On Sunday, over 100 Bostonians stripped down to their underpants on the T as part of No Pants Subway Ride 2010, a nationwide event organized by Improv Everywhere. It’s what that crazy college student deep inside of you has secretly desired to do since arriving on this staid campus, but has refrained from doing so for many reasons—including, but not limited to, hygiene concerns, freezing temperatures, the wandering eyes of commuting skeeves, and those pesky public indecency laws.

But as manifested all too starkly on Sunday, plenty of T riders share this buried, but burning, desire to shed clothing in public. The Boston Society of Spontaneity, who organized the Boston part of the event, instructed partici"pants" to arrive at Alewife at noon, and to travel on the Red Line and pull off their pants in the process. The pantless mass traveled in groups, because, as one BSS Website sagely observed, “riding around town in your underwear by yourself (especially if you’re female) isn’t the safest thing to do.” Duly noted.

For the faint-hearted: may it be known that such brazenly naked acts of rebellion will not put you at odds with the law. "This is NOT illegal," the BBS Web site states. "Regular underwear does not constitute indecent exposure."

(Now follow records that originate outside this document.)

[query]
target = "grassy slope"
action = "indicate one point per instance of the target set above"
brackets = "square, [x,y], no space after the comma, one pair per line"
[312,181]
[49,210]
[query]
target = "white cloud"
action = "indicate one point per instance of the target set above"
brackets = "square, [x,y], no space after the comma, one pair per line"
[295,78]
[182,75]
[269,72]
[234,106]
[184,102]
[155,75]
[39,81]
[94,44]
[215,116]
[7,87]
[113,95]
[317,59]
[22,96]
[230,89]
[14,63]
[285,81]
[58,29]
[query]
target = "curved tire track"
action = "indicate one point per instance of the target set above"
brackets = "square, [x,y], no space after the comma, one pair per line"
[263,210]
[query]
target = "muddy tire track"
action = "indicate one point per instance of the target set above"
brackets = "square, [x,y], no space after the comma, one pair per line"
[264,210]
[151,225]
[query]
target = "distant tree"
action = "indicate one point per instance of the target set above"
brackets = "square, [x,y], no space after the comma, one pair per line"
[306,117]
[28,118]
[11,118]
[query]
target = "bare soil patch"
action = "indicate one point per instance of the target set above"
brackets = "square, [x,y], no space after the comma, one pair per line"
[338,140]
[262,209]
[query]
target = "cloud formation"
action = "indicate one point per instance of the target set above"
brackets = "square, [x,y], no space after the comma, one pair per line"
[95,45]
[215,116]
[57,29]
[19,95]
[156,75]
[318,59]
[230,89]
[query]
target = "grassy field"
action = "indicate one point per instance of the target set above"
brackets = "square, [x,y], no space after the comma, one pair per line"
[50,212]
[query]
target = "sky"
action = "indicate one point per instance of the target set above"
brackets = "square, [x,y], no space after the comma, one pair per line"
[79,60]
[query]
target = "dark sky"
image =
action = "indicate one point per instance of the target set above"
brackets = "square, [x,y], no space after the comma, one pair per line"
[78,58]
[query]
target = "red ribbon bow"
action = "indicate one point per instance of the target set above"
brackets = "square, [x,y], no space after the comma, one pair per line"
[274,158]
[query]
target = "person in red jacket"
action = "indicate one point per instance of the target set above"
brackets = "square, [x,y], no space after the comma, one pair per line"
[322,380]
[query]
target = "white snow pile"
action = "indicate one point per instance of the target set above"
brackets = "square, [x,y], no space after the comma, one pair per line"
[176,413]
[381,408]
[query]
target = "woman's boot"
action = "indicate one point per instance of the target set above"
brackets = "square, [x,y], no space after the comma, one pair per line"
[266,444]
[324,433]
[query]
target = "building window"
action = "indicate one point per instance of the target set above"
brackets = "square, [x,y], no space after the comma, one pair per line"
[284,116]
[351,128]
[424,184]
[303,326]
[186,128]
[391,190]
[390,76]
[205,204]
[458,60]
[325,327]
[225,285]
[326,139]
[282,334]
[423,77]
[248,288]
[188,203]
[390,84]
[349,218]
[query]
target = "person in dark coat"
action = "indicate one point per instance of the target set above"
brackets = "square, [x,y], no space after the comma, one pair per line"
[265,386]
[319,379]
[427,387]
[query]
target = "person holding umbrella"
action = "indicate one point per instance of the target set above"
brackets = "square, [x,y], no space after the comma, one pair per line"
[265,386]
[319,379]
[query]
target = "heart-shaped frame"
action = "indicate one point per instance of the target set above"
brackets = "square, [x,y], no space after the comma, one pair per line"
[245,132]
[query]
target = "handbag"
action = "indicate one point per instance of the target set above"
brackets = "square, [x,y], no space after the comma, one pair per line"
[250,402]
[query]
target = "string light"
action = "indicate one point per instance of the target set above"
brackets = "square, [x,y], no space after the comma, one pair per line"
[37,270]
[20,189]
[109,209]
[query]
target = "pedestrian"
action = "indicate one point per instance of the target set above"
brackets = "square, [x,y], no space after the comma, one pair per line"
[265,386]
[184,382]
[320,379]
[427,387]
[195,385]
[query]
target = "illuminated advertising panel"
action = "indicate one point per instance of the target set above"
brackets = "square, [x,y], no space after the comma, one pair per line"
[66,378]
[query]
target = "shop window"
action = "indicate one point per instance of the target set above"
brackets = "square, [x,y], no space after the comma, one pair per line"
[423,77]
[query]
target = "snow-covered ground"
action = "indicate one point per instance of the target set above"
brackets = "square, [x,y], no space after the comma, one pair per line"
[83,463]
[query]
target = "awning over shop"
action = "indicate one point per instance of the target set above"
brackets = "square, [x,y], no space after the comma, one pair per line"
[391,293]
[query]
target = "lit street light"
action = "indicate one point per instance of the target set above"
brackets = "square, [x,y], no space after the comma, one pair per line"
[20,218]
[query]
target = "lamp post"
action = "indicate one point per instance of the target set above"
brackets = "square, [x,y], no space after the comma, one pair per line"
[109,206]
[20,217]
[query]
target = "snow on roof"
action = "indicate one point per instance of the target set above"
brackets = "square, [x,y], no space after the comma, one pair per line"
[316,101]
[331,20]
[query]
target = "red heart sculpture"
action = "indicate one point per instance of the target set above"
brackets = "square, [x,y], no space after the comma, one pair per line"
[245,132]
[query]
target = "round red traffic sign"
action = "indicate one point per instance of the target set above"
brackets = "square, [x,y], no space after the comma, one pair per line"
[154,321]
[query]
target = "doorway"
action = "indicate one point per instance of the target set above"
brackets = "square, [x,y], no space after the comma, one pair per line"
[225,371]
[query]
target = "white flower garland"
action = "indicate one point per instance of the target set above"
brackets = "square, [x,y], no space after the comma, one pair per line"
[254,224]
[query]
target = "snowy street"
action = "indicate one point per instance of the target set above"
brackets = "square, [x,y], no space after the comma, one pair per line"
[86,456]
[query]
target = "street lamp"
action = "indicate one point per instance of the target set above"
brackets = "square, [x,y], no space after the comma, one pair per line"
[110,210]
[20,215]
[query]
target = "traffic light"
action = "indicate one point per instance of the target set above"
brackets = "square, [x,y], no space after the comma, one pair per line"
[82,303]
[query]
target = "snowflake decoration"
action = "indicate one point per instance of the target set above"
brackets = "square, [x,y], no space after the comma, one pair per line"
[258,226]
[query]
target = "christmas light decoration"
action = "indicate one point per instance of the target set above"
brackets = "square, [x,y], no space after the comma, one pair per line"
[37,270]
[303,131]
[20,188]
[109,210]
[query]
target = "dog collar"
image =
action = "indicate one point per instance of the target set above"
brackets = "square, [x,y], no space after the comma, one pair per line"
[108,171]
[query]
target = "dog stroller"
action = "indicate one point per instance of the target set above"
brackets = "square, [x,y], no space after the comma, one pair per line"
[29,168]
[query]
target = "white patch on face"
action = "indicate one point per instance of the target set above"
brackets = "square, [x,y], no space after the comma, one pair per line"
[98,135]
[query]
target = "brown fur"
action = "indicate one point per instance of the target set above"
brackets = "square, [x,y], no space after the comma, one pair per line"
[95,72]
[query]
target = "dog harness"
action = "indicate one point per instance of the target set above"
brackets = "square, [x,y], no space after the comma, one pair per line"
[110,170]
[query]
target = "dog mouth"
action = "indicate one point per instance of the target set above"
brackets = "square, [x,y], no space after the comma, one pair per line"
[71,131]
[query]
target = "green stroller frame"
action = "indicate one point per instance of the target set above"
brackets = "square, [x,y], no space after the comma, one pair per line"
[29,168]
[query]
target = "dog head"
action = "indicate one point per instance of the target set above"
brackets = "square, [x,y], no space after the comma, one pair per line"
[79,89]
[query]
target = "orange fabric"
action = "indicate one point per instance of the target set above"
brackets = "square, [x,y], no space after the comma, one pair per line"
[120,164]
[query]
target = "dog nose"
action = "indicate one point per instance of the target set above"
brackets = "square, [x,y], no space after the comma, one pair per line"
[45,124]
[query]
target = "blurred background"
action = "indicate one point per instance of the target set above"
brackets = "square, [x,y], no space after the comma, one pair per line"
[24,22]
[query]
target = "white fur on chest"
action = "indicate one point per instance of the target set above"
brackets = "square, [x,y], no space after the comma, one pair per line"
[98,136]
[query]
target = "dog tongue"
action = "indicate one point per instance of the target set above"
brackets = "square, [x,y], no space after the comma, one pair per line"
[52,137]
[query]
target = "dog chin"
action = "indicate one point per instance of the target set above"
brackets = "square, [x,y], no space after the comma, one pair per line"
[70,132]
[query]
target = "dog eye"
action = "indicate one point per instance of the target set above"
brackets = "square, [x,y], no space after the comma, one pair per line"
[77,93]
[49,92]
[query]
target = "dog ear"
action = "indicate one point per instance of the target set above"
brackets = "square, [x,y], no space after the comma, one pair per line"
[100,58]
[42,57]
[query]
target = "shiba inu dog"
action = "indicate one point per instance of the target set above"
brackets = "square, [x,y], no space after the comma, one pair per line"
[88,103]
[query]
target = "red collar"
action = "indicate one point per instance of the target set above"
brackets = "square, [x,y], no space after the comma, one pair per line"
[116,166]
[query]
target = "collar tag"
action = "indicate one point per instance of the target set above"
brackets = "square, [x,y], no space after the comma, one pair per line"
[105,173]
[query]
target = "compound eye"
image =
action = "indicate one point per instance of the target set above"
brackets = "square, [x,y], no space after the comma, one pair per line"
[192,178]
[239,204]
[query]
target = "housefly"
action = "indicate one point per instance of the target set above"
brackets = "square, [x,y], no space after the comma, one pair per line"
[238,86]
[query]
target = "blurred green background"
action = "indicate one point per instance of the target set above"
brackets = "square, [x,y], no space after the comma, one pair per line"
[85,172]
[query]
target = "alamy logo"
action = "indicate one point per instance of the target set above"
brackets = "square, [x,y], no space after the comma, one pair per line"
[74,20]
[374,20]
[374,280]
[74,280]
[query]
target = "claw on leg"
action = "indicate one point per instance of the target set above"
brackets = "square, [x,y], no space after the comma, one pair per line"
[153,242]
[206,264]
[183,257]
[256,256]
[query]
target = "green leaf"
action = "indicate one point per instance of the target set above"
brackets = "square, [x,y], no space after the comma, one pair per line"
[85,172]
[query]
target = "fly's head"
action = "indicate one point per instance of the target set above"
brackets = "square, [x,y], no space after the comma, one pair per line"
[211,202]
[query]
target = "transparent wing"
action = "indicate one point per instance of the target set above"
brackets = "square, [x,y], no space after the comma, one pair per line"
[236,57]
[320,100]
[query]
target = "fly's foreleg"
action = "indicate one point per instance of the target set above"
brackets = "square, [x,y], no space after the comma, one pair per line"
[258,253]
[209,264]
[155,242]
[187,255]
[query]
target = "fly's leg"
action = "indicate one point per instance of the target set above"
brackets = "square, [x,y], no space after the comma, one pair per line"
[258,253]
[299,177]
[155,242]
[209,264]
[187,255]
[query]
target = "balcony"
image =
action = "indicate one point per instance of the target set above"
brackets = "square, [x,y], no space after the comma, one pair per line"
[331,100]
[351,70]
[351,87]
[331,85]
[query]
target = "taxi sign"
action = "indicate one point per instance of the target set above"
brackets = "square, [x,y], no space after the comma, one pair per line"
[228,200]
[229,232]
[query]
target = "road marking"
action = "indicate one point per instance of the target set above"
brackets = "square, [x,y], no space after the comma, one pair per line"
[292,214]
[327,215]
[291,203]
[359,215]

This isn't all fun and games, however. According to one blogger, “The first rule of No Pants Day, per its creators, is that you don’t talk about No Pants Day. You also don’t giggle, exchange significant glances, or pose for risque photos in the T you’re supposed to be pantskrieging.”

Despite BSS' lack of connection to Harvard, the pantless crusade has been mistakenly linked to Harvard in the past. In 2009, one subway minstrel assumed Harvard was involved in the gag—perhaps the result of Primal Scream lore, or the correlation between intelligence and disregard or ignorance of social norms. As he sang an impromptu song, he quizzed a scantily clad passerby, “Are you from Harvard? …No? You should be.”

But since we don't expect her to make an appearance on the T anytime soon, we'll have to fully appreciate what we do have: if we ever pass some of these formerly pantless Bostonians on the Red Line, we'll definitely give them a holler.